Thousands flee devastating wildfires; navy evacuates people stranded on beaches

This Jan 2 photo captured by NASA's Terra satellite and made available by the Moderate Resolution Imaging Spectroradiometer (MODIS), shows thick smoke blanketing southeastern Australia along the border of Victoria and New South Wales.   © AP

SYDNEY (AP) -- Navy ships plucked hundreds of people from beaches and tens of thousands were urged to flee Friday before hot weather and strong winds in the forecast worsen Australia's already-devastating wildfires.

More than 200 fires were burning, and warnings of extreme danger to come Saturday set in motion one of the largest evacuations in Australian history. Thousands have already fled at-risk coastal areas, creating traffic gridlock in places, and firefighters escorted convoys of evacuees as fires threatened to close roads.

Victoria Premier Daniel Andrew declared a disaster across much of the eastern part of the state, allowing the government to order evacuations in an area with as many as 140,000 permanent residents and tens of thousands more vacationers.

"If you can leave, you must leave," Andrews said.

South Australia state's Country Fire Service chief officer Mark Jones said the weather conditions were cause for concern because some fires were still burning or smoldering.

"The ignition sources are already there," he said. "There are millions of sparks out there ready to go if they break containment lines."

The early and devastating start to Australia's summer wildfires has made this season the worst on record. About 5 million hectares (12.35 million acres) of land have burned, at least 19 people have been killed, and more than 1,400 homes have been destroyed.

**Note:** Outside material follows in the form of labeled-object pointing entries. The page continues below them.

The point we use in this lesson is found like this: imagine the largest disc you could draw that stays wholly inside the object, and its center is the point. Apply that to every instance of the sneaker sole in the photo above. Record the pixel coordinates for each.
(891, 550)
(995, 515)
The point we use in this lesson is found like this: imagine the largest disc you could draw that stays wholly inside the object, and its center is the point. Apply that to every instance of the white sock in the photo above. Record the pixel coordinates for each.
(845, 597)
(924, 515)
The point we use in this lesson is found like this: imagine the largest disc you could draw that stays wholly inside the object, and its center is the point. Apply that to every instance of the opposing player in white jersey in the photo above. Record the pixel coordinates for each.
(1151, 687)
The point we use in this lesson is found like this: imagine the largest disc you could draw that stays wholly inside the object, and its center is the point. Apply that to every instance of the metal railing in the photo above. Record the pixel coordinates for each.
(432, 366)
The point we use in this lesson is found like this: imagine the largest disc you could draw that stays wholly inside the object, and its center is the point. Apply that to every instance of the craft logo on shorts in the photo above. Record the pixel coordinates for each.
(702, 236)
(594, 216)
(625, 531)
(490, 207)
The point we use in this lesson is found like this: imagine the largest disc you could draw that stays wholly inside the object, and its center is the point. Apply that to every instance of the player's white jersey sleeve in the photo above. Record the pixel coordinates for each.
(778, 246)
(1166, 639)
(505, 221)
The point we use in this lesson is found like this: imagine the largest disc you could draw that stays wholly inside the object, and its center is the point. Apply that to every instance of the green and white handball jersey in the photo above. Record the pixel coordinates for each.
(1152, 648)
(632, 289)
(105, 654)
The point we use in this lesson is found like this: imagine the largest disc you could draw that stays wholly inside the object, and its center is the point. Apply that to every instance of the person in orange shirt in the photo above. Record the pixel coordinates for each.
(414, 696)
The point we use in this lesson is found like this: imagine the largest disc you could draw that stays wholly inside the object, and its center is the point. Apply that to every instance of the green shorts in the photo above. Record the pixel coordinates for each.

This week, at least 448 homes have been destroyed on the New South Wales southern coast and dozens were burned in Victoria. Ten deaths have been confirmed in the two states this week, and Victoria authorities also say 28 people are missing. Fires are also burning in Western Australia, South Australia and Tasmania.

The navy was evacuating hundreds from the Victorian coastal town of Mallacoota, which has been cut off for days by wildfires, forcing as many as 4,000 residents and tourists to shelter on beaches. Landing craft ferried people to the HMAS Choules offshore.

Choules Commander Scott Houlihan said 963 people had signed up for evacuation by sea and more had been airlifted to safety.

A state of emergency was in place in New South Wales and a total fire ban.

State Rural Fire Service deputy commissioner Rob Rogers said strong winds and high temperatures Saturday will make the fire danger worse in many areas and urged those who can flee to do so.

"We know people have got a little bit of fire fatigue. They've been dealing with this now for months," Rogers said. "But we need people to stay focused. Tomorrow is not the day to drop your guard. Take it seriously. If you're in those areas where we put those maps out, do not be there."

Prime Minister Scott Morrison visited the township of Bairnsdale in Victoria and received a warmer welcome than a day earlier in New South Wales.

Morrison cut short a visit to the town of Cobargo when locals yelled at him, made obscene gestures and called him an "idiot" and worse, criticizing him for the lack of equipment to deal with the fires in town.

In a radio interview Friday, Morrison said he understood the anger of people affected by the fires.

"People are angry and people are raw and people are upset," he said. "Whether they are angry with me or they are angry about the situation, all I know is they are hurting and it's my job to be there to try and offer some comfort and support."

Smoke from the wildfires has choked air quality and turned daytime skies to near-nighttime darkness in the worst-hit areas.

It's also blown across the Tasman Sea into New Zealand, where skies are hazy and glaciers have turned a deep caramel brown. The color change may cause more melting since the glaciers will reflect less sunlight.